Auf dem Tisch liegt ein Abschiedsbrief. Darin steht:
Ich bin am Ende. Ich weiß nicht mehr wie ich aus der Sache noch raus kommen kann. Ja. Ich habe alle diese Menschen umgebracht und es hat mir sehr viel Spaß gemacht. Dieses Gefühl der Macht wenn sie ihr Leben aushauchen. Darauf kann ich einfach nicht mehr verzichten. Ich komme nicht mehr weg und ins Gefängnis gehe ich nicht. Daher gibt es für mich nur noch einen Ausweg.
Liebe Grüße
Melanie
Im Haus finden wir die Handys von Werner und Britta und auch die Dienstwaffe von Sven. Aber ist das wirklich Melanie Müller, die sich hier umgebracht hat? Naja. Das wird die DNA Überprüfung feststellen.
Die nächsten Tage gibt es nichts neues. Die DNA Proben wurden bei der toten Frau entnommen und ans Labor geschickt, aber wir warten noch auf die Ergebnisse. Gelangweilt schaue ich mir die Akten der neuen Fälle an. Wenn wir keinen Mord zu bearbeiten haben, unterstützen wir die anderen Abteilungen. Aber keiner der Fälle kann mich aus meinen Gedanken reißen. Ich warte einfach nur auf die DNA Ergebnisse. Was interessiert es mich da, dass es eine Schlägerei in der Stadt gab, oder das ein Auto gestohlen wurde. Ach ja. Und im Labor hat jemand eingebrochen und ein Mikroskop gestohlen. Was will man damit? Die Menschen werden immer komischer. Naja. Nicht mein Problem.

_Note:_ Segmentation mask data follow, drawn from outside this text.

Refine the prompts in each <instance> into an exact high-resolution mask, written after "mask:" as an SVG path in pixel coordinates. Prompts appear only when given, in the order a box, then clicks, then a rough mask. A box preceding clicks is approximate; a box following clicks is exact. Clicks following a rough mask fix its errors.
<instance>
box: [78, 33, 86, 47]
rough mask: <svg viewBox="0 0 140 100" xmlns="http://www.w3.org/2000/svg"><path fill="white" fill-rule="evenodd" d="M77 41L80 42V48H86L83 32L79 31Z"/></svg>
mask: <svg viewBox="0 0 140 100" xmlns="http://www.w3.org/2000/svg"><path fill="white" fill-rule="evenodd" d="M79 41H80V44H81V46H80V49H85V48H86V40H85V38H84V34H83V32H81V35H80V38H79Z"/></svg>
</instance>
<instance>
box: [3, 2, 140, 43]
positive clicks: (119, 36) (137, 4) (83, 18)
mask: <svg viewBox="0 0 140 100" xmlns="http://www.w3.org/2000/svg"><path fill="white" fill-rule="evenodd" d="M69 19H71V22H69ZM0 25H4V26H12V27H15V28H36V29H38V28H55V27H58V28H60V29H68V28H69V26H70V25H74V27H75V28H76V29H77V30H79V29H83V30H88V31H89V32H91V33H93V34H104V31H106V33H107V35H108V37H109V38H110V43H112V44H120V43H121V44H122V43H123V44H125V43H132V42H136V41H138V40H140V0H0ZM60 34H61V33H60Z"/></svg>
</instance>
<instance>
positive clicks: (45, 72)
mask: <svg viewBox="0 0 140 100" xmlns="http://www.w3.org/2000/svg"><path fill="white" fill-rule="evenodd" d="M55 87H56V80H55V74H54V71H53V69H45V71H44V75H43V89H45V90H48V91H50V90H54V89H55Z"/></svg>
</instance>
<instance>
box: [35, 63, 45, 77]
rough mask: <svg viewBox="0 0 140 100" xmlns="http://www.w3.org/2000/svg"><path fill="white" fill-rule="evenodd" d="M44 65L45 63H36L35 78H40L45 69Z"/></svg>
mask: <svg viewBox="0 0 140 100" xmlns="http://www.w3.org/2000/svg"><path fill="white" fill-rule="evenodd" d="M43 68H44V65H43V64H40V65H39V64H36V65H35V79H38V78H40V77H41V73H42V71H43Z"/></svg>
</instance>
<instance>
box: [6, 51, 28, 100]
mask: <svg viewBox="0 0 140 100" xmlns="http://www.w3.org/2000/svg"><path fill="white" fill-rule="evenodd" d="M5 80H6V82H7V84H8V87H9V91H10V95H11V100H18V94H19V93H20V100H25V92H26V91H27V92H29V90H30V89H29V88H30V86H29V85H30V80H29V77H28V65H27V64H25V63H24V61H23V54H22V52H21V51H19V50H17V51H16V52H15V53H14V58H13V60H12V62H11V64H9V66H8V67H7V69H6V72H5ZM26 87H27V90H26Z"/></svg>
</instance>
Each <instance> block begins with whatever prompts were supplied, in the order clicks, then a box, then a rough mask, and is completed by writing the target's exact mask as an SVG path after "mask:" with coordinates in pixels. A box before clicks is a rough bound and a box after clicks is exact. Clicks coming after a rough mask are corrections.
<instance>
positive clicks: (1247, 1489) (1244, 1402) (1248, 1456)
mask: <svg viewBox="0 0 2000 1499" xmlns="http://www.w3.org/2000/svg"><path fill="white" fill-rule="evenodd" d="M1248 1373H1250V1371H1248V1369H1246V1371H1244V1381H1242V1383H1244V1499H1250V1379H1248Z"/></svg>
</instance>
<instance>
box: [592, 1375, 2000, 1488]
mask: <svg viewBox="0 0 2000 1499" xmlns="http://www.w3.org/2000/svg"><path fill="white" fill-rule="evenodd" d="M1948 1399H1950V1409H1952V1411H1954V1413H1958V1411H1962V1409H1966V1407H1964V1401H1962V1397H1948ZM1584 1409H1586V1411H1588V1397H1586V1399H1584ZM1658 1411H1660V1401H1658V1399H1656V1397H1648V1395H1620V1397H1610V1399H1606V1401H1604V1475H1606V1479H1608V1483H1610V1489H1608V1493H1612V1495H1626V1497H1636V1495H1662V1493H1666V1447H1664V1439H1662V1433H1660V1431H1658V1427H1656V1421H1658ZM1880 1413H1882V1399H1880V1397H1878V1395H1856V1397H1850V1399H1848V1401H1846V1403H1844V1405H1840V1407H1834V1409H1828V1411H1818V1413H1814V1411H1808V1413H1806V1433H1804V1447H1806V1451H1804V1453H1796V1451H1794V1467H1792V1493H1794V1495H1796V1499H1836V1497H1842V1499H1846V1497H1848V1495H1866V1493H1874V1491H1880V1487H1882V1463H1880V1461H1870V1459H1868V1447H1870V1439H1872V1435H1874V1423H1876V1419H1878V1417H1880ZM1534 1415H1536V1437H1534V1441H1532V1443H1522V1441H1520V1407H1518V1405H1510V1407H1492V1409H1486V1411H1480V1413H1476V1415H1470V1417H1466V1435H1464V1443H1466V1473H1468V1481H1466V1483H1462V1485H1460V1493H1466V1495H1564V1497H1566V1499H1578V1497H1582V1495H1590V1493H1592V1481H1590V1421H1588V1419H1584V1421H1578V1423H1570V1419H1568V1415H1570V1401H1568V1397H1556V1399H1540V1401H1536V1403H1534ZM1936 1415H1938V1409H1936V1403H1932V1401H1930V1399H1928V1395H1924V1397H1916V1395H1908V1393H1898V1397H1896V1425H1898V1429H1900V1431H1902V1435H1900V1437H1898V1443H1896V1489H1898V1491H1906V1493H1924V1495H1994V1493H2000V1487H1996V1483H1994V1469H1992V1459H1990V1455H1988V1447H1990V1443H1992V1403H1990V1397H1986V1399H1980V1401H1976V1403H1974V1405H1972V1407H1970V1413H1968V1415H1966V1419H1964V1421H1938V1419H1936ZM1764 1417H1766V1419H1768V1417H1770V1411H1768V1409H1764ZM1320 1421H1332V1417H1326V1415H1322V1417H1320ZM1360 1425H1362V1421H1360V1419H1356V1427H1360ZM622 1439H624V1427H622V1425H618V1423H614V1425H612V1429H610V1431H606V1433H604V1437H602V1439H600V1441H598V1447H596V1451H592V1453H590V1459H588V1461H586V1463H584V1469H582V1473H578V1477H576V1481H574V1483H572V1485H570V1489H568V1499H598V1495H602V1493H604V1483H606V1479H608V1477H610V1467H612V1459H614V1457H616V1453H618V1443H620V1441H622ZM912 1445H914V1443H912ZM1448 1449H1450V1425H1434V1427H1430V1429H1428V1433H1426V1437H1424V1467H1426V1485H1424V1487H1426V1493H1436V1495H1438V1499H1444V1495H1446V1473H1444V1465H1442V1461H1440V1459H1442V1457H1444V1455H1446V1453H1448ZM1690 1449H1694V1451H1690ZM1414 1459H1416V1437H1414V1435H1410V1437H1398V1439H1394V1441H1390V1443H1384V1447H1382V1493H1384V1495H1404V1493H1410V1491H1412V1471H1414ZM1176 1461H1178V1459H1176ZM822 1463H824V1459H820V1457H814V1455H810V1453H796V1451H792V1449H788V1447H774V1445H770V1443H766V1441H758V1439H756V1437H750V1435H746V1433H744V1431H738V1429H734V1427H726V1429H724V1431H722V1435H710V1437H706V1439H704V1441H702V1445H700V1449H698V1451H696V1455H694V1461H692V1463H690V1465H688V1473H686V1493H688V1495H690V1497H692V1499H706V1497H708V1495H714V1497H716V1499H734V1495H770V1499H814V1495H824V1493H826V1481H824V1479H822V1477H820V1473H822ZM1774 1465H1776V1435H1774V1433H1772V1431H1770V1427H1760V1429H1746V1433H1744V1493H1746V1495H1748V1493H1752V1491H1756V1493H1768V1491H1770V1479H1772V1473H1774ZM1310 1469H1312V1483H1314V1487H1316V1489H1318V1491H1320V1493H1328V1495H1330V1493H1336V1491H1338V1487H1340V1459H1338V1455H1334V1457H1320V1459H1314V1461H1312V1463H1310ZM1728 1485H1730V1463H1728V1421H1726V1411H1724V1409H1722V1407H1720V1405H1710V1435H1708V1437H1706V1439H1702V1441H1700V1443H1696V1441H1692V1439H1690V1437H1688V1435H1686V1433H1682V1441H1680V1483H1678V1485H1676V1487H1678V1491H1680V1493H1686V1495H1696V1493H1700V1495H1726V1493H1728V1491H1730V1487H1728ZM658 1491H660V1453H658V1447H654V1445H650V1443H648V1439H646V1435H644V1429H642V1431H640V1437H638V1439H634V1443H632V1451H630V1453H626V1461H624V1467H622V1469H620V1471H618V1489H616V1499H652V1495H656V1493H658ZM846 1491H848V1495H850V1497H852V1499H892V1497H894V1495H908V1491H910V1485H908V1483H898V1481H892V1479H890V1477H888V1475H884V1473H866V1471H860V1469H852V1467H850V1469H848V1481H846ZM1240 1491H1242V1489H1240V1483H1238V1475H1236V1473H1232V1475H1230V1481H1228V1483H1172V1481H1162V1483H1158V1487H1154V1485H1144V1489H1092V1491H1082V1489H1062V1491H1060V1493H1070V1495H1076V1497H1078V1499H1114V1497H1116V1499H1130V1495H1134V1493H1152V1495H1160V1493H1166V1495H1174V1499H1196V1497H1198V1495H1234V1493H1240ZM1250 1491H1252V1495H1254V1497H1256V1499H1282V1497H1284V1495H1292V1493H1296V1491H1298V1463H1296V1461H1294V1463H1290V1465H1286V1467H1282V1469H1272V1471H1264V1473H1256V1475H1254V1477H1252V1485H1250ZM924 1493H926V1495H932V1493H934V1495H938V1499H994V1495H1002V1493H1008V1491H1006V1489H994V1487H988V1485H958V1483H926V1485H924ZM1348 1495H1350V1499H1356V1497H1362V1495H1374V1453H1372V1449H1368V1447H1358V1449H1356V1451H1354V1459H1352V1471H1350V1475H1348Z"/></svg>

Am nächsten Tag sind sie endlich da. Die Testergebnisse. Es ist Melanie Müller. Die DNA stimmt überein. Es ist zu Ende. Die vielleicht schlimmste Serienkillerin der Welt ist Tod.
Jetzt geht alles schnell. Die Leiche wird zur Einäscherung frei gegeben und die Akte M. Müller geschlossen. So endet also dieser aufregende Fall. Wir alle sind etwas enttäuscht. Ja die Killerin ist Tod, aber wir hätten sie lieber ins Gefängnis gebracht. So ein Abschluss lässt immer viele Fragen offen. Aber das können wir nicht mehr ändern. Einer Toten kann man keine Fragen mehr stellen. Also beginnt jetzt wieder der normale Alltag.